Tribunal de Justiça do Estado do Rio de Janeiro declarou inconstitucional a lei municipal 5.457/2018

TJ considera inconstitucional lei que instituiu Escola sem Partido em VR

O Tribunal de Justiça do Estado do Rio de Janeiro declarou inconstitucional a lei municipal 5.457/2018, que instituiu o programa Escola Sem Partido em Volta Redonda.

Relator do caso, desembargador Luiz Zveiter, considerou que o município invadiu a competência da União ao estabelecer diretrizes e bases para o ensino público.

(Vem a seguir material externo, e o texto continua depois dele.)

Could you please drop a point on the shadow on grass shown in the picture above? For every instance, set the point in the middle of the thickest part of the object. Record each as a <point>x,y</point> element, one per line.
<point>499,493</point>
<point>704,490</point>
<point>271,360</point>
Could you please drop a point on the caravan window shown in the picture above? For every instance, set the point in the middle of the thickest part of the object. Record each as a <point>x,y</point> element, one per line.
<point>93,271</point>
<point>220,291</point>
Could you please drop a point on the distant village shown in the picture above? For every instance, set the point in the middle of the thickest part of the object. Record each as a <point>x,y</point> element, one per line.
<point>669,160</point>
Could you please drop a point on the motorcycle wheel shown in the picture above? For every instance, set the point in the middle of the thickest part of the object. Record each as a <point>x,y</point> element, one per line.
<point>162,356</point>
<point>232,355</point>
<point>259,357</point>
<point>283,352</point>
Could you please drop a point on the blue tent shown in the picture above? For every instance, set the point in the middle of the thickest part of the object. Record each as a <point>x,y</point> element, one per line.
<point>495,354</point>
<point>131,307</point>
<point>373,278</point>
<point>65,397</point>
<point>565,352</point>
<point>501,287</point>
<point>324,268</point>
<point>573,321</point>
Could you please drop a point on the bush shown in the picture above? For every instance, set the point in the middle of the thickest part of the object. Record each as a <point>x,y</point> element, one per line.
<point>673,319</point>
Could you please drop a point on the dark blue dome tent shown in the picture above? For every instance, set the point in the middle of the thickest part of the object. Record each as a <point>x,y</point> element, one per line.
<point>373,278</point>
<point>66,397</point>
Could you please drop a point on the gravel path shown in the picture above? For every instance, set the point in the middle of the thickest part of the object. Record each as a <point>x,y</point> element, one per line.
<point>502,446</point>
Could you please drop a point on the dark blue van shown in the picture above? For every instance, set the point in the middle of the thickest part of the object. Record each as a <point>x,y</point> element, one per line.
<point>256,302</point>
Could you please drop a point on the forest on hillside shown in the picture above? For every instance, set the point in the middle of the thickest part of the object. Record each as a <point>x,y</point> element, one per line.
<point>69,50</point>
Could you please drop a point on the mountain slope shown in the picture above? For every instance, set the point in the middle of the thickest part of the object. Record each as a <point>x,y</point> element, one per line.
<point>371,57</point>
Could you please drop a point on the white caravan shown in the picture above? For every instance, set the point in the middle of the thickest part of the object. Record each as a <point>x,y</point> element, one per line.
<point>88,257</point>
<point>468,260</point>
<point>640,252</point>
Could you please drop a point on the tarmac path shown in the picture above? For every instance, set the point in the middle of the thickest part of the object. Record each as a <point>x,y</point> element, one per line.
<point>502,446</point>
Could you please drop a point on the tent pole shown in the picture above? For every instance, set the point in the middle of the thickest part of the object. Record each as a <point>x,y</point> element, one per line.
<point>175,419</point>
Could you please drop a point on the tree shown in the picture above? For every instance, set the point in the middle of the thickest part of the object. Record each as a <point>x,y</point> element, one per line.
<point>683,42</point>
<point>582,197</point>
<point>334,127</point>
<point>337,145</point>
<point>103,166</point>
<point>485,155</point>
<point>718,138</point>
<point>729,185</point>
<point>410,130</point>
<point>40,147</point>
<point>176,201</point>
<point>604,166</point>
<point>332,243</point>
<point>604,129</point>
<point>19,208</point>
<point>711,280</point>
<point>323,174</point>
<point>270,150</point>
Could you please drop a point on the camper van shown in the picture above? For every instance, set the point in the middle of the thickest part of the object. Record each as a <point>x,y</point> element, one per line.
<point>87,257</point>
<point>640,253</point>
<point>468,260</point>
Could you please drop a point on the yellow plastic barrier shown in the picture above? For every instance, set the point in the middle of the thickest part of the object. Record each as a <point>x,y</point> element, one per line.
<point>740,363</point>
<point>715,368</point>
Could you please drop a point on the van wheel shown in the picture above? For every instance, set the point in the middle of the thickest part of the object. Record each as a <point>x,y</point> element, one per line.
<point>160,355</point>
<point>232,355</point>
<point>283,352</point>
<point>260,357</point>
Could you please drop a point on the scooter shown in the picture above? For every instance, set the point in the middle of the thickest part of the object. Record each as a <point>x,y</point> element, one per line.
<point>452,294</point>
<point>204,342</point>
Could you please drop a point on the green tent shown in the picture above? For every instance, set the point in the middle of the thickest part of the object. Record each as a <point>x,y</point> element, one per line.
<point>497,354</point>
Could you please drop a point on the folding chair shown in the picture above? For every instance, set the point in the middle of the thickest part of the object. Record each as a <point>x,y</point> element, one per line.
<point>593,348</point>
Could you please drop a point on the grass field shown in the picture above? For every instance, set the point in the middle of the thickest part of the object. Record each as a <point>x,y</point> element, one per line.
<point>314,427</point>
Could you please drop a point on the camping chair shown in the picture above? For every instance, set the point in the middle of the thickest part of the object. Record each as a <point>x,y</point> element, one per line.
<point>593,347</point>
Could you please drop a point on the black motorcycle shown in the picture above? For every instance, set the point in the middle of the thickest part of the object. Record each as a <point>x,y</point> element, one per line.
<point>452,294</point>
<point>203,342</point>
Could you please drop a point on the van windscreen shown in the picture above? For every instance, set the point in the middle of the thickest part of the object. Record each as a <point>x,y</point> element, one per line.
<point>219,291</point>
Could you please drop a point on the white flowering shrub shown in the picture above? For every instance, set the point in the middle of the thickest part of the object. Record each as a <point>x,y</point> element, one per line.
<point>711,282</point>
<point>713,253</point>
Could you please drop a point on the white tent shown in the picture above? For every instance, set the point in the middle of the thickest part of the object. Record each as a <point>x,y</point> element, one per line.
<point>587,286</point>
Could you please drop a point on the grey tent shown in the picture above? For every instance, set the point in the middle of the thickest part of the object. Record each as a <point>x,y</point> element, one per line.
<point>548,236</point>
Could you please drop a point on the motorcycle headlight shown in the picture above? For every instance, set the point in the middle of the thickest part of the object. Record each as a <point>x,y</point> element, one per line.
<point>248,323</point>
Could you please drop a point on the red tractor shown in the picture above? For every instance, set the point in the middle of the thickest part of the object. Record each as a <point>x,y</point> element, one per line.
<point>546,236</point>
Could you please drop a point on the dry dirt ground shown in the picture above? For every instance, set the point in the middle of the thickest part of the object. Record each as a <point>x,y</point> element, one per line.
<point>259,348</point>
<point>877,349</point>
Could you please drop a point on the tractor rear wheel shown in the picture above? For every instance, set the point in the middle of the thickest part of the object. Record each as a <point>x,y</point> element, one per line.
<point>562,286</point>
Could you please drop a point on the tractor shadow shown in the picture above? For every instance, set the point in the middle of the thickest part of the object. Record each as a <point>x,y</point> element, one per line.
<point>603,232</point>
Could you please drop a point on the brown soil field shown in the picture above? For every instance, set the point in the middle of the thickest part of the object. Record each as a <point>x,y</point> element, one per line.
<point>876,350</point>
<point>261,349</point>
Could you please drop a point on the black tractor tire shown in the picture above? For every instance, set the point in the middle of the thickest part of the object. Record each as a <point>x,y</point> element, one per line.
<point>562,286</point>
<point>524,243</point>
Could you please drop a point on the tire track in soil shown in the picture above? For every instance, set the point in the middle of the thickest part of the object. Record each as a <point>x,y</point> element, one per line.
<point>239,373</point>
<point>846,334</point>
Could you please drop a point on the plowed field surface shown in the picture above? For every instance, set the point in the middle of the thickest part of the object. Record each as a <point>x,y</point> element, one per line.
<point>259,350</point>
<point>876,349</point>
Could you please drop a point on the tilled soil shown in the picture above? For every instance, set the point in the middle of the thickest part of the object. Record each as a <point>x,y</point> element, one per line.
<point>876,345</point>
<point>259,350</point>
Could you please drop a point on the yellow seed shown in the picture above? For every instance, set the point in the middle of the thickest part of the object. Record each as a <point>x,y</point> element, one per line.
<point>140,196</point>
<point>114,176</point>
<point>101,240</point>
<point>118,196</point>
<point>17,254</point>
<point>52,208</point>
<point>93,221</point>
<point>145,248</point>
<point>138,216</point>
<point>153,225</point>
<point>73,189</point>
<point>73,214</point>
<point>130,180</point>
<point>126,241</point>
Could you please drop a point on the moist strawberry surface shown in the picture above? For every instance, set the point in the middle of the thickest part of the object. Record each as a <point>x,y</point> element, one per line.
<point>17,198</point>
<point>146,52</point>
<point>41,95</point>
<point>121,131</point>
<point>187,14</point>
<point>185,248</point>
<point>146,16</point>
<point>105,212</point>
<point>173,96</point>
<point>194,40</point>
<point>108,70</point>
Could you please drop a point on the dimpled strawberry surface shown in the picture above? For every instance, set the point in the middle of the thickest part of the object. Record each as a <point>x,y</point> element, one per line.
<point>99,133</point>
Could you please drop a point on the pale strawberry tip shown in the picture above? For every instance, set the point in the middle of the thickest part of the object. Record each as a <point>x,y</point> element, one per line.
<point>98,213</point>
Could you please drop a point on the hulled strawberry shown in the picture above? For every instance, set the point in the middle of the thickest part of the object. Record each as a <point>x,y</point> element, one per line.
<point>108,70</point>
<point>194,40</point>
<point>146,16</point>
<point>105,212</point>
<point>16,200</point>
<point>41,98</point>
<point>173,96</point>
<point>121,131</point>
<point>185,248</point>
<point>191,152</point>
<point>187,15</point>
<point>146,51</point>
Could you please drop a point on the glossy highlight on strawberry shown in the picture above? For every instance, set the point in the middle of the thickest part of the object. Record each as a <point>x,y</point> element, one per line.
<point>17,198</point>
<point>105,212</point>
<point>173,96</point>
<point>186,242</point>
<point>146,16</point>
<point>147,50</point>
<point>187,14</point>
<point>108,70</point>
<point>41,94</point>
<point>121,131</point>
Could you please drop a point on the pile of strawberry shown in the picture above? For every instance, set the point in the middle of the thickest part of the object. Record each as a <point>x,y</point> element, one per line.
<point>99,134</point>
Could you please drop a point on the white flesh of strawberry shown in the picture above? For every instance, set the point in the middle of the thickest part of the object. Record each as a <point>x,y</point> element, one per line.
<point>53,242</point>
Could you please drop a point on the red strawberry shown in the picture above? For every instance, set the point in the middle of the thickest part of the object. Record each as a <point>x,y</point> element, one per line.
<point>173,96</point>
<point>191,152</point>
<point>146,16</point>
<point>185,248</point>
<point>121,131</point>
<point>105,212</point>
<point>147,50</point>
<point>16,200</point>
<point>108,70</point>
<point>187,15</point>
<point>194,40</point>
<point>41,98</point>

Acompanhando o relator, o presidente do TJ-RJ, desembargador Claudio de Mello Tavares, destacou que municípios não podem contrariar a Lei de Diretrizes e Bases da Educação Nacional (Lei 9.394/1996).

O magistrado lembrou que o STF ( Supremo Tribunal Federal), em 2017, suspendeu lei que instituiu o programa Escola Livre no ensino estadual por entender que a norma violava o direito à educação e invadia competência exclusiva da União.

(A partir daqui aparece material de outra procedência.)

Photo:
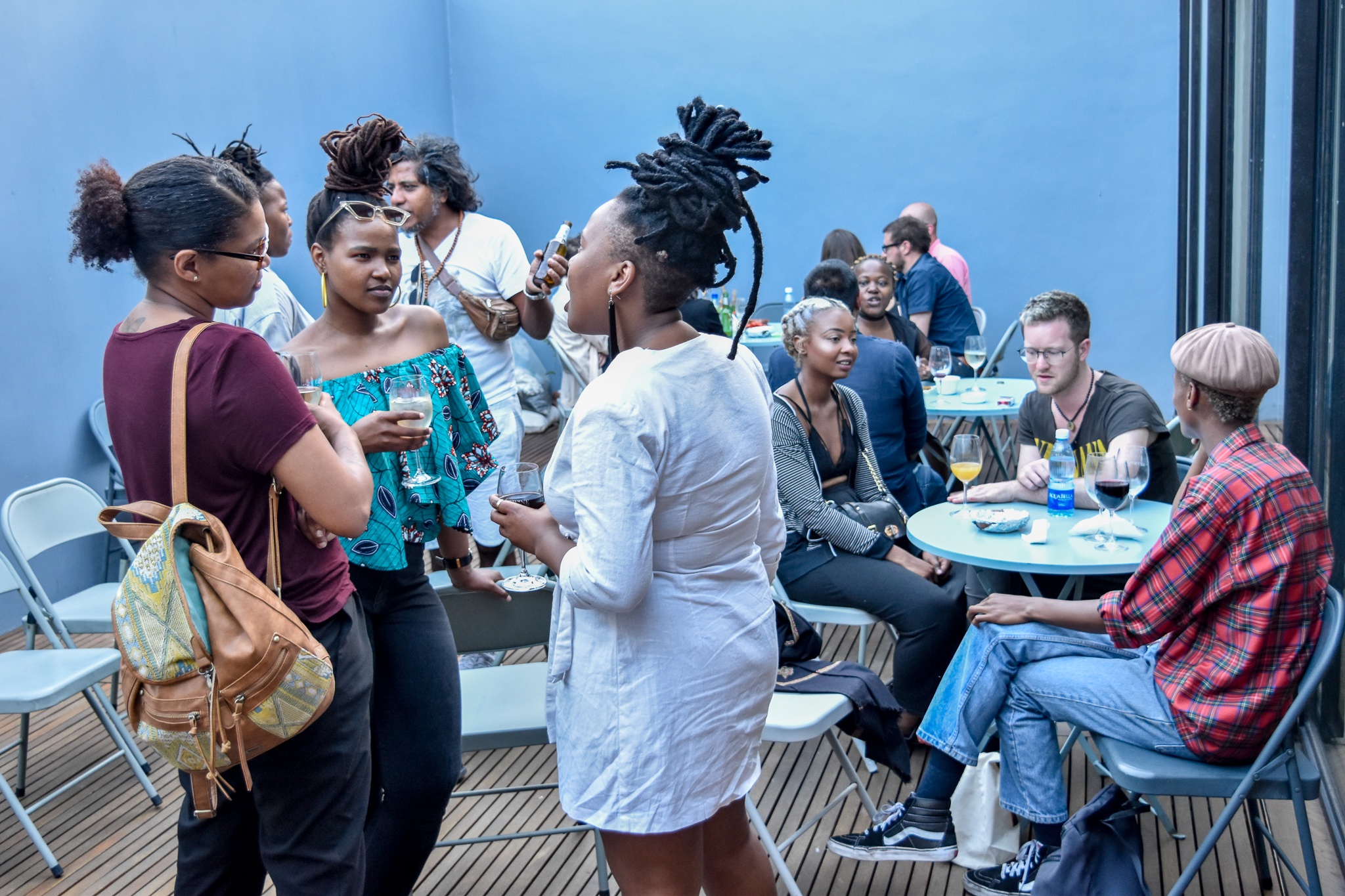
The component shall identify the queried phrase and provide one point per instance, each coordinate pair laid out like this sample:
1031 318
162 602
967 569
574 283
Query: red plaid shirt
1237 585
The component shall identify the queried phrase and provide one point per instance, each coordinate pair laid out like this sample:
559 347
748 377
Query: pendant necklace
1070 421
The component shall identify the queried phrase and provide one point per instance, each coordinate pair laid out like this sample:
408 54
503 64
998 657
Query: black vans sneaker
1012 878
917 830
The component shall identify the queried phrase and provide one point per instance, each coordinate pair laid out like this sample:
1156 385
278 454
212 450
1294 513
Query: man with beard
431 182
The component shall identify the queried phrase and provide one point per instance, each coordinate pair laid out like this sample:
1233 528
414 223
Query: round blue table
956 538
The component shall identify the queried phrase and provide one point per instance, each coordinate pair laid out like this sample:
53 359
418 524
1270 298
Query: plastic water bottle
1060 489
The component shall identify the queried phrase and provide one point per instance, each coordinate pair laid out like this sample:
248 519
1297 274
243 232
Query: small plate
1000 521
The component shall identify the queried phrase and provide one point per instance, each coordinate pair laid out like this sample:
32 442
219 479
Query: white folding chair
37 680
505 706
47 515
794 717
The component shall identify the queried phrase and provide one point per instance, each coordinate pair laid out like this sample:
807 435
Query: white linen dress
663 648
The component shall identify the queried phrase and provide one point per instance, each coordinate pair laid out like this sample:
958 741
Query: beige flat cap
1227 358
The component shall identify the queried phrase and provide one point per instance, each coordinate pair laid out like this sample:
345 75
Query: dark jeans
417 721
304 817
930 618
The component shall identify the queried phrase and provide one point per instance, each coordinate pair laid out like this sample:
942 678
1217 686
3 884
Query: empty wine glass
1111 485
974 352
940 364
1136 457
522 484
412 394
965 461
305 372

E como muitos desses princípios constam da Constituição Federal e da Constituição estadual, não dá para argumentar que a norma viola essas Cartas.
A medida se baseia, entre outros princípios, no “pluralismo de ideias e de concepções pedagógicas”, no “direito do estudante de ser informado sobre os próprios direitos” e no “direito dos pais sobre a educação religiosa e moral dos seus filhos”.

Determina ainda que “o Poder Público não se imiscuirá no processo de amadurecimento sexual dos alunos nem permitirá qualquer forma de dogmatismo ou proselitismo na abordagem das questões de gênero”.
Segundo a norma que foi aprovada, os professores não podem se aproveitar da “audiência cativa dos alunos para promover os seus próprios interesses, opiniões, concepções ou preferências ideológicas, religiosas, morais, políticas e partidárias” ou fazer propaganda político-partidária em sala de aula ou incitar alunos a participar de manifestações.

Além disso, a lei estabeleceu que os docentes terão que apresentar as principais versões, teorias e opiniões de questões políticas, socioculturais e econômicas e respeitar “o direito dos pais dos alunos a que seus filhos recebam a educação religiosa e moral que esteja de acordo com as suas próprias convicções”.